Team Status Report for 4/12/25

Last week, we had a successful interim demo where we had our transcription pipeline working for a recording of Twinkle Twinkle Little Star. We also met with a flutist from the School of Music to get her feedback on our pipeline and obtain some sample recordings. She found the interface intuitive and easy-to-use, though we did run into some bugs with audio file formats and found that our note segmentation struggled a little with slurred notes. 

This week, we focused on the following items:

  1. Fix the denoising step
  2. Set up websockets for real-time BPM adjustment
  3. Any remaining frontend-backend integration remaining for the web app. (for e.g., earlier we had some bugs with audio file formats and with recording audio directly via the web app)
  4. Using a Short Time Energy approach instead of RMS to perform note segmentation. This helped to better account for rests/slurs in the music.

Later this weekend, we are meeting again with another flutist from the SoM to obtain more audio and to see if our note segmentation performs better this time. Our new audio interface and XLR cable also arrived this week, so we will hopefully be able to collect better audio samples as well. In the upcoming week, we will focus on:

  1. Polishing our STE/note segmentation
  2. Fixing the issues with making our sheet music editable via the Flat API
  3. Collecting user metrics such as their transcription history
  4. Deploying our web app
  5. Preparing our final presentation/demo
  6. Thorough testing of our pipeline

Below is our plan for verification, which we already started last week.

Team Status Report for 3/29/25

This week we are working on integrating the basic functions of the code together. First Shivi and Grace will be combing the rhythm and pitch code together into a main.py, which will then be pulled as the backend for Deeya’s web app code. Then we’ll be integrating it with an API to generate the sheet code UI.

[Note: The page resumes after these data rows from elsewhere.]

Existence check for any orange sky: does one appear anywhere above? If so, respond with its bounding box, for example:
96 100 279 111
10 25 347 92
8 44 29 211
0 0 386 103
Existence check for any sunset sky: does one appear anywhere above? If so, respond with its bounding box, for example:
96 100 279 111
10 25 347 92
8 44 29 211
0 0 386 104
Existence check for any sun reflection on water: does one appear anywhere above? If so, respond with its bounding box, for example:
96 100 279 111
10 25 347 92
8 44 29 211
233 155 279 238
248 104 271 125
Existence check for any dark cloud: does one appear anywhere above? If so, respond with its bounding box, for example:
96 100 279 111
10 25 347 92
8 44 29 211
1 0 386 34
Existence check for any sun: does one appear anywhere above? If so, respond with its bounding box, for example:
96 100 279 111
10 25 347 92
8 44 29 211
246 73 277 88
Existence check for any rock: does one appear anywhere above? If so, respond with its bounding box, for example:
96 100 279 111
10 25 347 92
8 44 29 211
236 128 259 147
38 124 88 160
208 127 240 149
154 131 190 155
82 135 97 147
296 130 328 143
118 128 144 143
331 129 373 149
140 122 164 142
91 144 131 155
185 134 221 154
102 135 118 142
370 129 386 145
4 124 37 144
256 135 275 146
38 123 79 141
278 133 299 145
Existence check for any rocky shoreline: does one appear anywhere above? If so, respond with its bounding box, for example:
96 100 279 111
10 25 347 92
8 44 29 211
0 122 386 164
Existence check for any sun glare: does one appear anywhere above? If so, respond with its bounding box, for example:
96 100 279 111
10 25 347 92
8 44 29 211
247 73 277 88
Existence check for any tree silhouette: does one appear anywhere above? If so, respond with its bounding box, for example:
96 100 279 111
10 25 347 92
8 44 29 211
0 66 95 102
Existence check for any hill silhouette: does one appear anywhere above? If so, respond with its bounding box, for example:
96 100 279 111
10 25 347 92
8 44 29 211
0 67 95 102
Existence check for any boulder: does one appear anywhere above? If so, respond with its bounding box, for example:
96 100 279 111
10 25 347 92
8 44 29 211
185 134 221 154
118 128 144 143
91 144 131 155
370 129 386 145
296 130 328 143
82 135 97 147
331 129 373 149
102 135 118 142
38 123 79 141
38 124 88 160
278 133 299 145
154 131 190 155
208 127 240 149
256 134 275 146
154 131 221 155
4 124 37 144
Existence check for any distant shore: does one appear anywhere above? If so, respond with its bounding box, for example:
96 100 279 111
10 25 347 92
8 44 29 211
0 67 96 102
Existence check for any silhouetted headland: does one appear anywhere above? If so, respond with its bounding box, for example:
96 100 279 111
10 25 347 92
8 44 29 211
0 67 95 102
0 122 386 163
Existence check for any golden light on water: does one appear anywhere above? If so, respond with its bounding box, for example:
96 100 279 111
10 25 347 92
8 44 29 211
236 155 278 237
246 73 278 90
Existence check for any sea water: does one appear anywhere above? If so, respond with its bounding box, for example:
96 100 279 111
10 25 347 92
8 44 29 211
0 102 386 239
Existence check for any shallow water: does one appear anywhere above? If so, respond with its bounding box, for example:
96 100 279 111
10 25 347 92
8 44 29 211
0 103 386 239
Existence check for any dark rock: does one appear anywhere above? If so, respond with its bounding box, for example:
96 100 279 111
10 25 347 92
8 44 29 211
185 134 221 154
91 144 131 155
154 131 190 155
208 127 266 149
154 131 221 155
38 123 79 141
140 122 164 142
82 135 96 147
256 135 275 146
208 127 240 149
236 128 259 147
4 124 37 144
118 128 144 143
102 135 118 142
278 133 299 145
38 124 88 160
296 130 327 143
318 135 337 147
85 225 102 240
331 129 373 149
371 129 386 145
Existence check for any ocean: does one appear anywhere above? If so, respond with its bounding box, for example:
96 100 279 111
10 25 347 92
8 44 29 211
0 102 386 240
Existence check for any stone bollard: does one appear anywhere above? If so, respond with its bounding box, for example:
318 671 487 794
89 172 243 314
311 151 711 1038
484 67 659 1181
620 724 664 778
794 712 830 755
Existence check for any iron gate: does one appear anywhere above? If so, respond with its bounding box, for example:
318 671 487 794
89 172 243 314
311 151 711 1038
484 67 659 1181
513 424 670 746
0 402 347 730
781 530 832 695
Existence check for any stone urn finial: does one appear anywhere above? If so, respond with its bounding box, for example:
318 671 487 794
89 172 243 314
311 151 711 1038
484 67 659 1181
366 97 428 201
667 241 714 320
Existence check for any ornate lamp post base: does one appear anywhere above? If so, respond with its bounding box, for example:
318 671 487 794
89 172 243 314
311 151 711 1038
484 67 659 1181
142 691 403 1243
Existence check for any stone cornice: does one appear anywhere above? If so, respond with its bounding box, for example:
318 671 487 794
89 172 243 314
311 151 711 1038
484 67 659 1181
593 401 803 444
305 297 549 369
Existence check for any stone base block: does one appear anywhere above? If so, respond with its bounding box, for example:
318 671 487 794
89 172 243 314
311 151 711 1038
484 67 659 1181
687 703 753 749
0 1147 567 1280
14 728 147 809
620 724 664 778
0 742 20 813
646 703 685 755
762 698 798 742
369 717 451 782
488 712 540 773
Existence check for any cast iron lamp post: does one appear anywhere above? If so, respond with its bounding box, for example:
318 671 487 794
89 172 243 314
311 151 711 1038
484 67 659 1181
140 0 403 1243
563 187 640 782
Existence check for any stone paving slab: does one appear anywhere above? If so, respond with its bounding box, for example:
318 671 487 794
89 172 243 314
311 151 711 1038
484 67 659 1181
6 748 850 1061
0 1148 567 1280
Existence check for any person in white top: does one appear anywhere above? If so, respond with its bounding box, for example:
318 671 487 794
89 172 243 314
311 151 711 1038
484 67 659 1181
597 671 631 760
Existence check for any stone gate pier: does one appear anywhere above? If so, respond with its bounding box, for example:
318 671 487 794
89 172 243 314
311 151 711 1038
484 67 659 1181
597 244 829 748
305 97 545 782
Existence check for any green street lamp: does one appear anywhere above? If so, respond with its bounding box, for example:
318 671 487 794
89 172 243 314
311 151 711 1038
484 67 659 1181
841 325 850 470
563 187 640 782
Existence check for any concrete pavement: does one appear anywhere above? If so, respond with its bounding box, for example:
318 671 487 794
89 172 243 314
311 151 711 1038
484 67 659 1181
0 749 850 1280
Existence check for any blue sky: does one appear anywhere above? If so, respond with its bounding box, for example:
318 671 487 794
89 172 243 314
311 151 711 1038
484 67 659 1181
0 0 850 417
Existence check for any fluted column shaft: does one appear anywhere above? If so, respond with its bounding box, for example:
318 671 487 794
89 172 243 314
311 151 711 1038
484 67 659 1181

While integrating, we figured out that we need to modify audio segmentation a bit to account for the periods of rest time better. We will be looking into using concave changes in the audio to actually compute the start of a new note. Additionally, we will need to experiment with encoding into the midi file as currently the rhythm detection is outputting the type of note (quarter, half, etc) but the midi encoding will take in the start and end times of samples. We will be further testing if we can use actual start and end times and the midi api will round itself to be the current notes or if that is something we will be doing manually in the future.

For this week, we will be working on having a working basic demo for interim demos and then working on having the ability to change the sheet music within the API (manually adding and deleting notes, etc)

Team Status Report for 03/22/2025

This week we came up with important tasks for each of us to complete to make sure a working prototype for the interim demo. For the demo we are hoping that the user would be able to upload a recording, the key, and the BPM. The web app should then trigger the transcription pipeline and then the user can view the score. We are aiming to have this all finished for a rhythmically very simple music piece. 

These are the assigned tasks we each worked on this week:

Grace: Amplify Audio for Note segmentation, Review note segmentation after amplification, Rhythm Detection

Deeya: Get the Metronome working, Trigger backend from the webapp

Shivi: Learn how to write to MIDI file, Look into using MuseScore API + allowing user to edit generated music score and key signature

After the demo we are hoping to have the user be able to edit the score, refine the code to better transcribe more rhythmically complex audio, do lots of testing on a variety of audio, and potentially add tempo detection. 

Also, all of our parts (microphone, xlr cable, and audio interface) have arrived and this week we will try to get some recordings with our mic from the flutists from SOM. 

This week we completed the ethics assignment, which made us think a little bit more about plagiarism and user responsibilities when using our web app. We came to the conclusion that we might need to include a disclaimer for the user that they need to be careful and pay attention to where they are recording their piece so that someone else can’t do the same. Also, we have decided not to work on our stretch goal into a project anymore after reflecting on our conversation with Professor Chang. We instead will be focusing on making sure the web app interface is as easy as possible to use and that the user can customize and edit the sheet music our web app generates. Overall we are on track with our schedule.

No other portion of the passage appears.